Figure 8 presents the confusion matrix of each of the five AF categories using our best model, MDD-Object-G-Large/NS. These confusion matrices show the ability of the proposed system to distinguish between the different classes within the categories with little confusion. In the matrices, we can see that the confusion is between near classes. For example, for the place category, the highest confusion occurs in the glottal vs. pharyngeal and alveo-dental vs. interdental classes, and these two pairs of places are near to each other. Another example is that in the manner category, the highest confusion occurs between stop and fricative classes, which are near to each other, and this is consistent with what was shown in English AF detection in [66]. From these interesting results, we can see that our proposed system provides us with the capability of using the detected AFs to teach non-native Arabic learners the correct pronunciation by providing suitable feedback at the articulatory level.

8. Conclusions

An efficient system for MDD and feedback generation is proposed in this paper by adapting the object detection technique for phoneme recognition and AF detection. For a better adaptation of the selected detector to this new task, we applied GA to select the best hyper-parameters of the model, and the obtained results show the effectiveness of this process. Due to the scarcity of a non-native Arabic speech corpus, we developed an L1 diversified and fully annotated non-native speech corpus, Arabic-CAPT. Then, to solve the problem of a small amount of non-native Arabic speech, we investigated using a synthesized non-native Arabic speech corpus to improve the system performance. The different results for the different systems proved the advantage of using synthesized speech to improve the performance of the proposed MDD models.

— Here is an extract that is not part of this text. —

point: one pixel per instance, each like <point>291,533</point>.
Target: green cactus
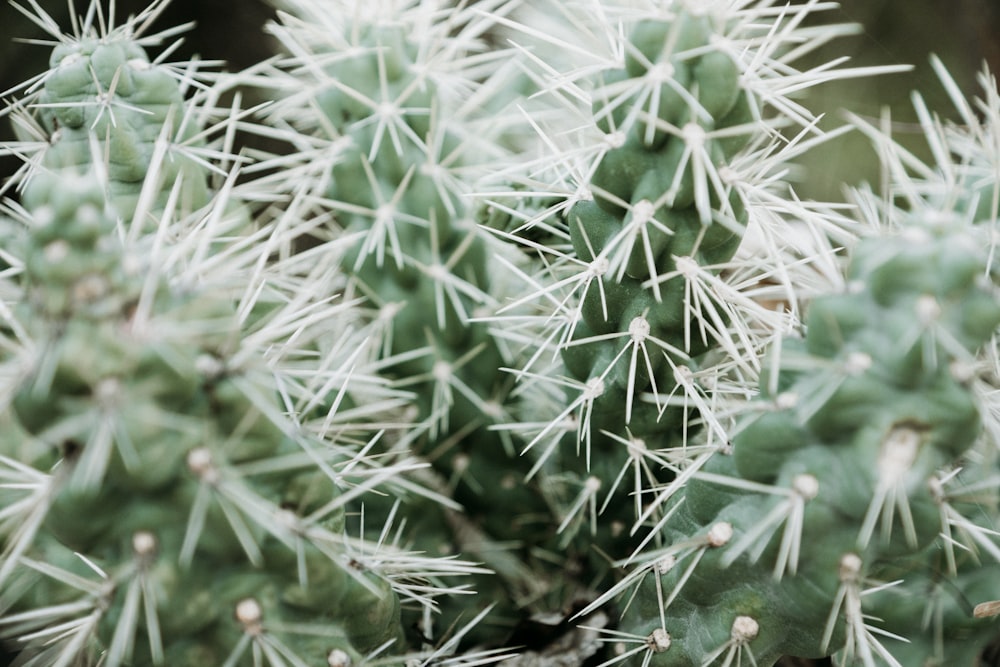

The ability of our MDD-Object system to detect phonemes and the corresponding AFs concurrently makes the proposed system more effective in teaching the Arabic language as a second language because it will have the capability to provide additional informative articulatory feedback to learners. We compared the performance of our system to the performance of the state-of-the-art end-to-end technique for the MDD task of non-native Arabic speech and our proposed system had better performance. The enhancement of the end-to-end technique using the developed synthesized corpus was also investigated and showed that the developed synthesized corpus improves the results. Moreover, we investigated fusing our MDD-Object and MDD-E2E systems and obtained excellent results that were better than each of the two systems alone.

In future work, we aim to examine the proposed MDD-Object system for other languages, such as English and Mandarin. We may also investigate the advantage of adding a language model to our proposed system.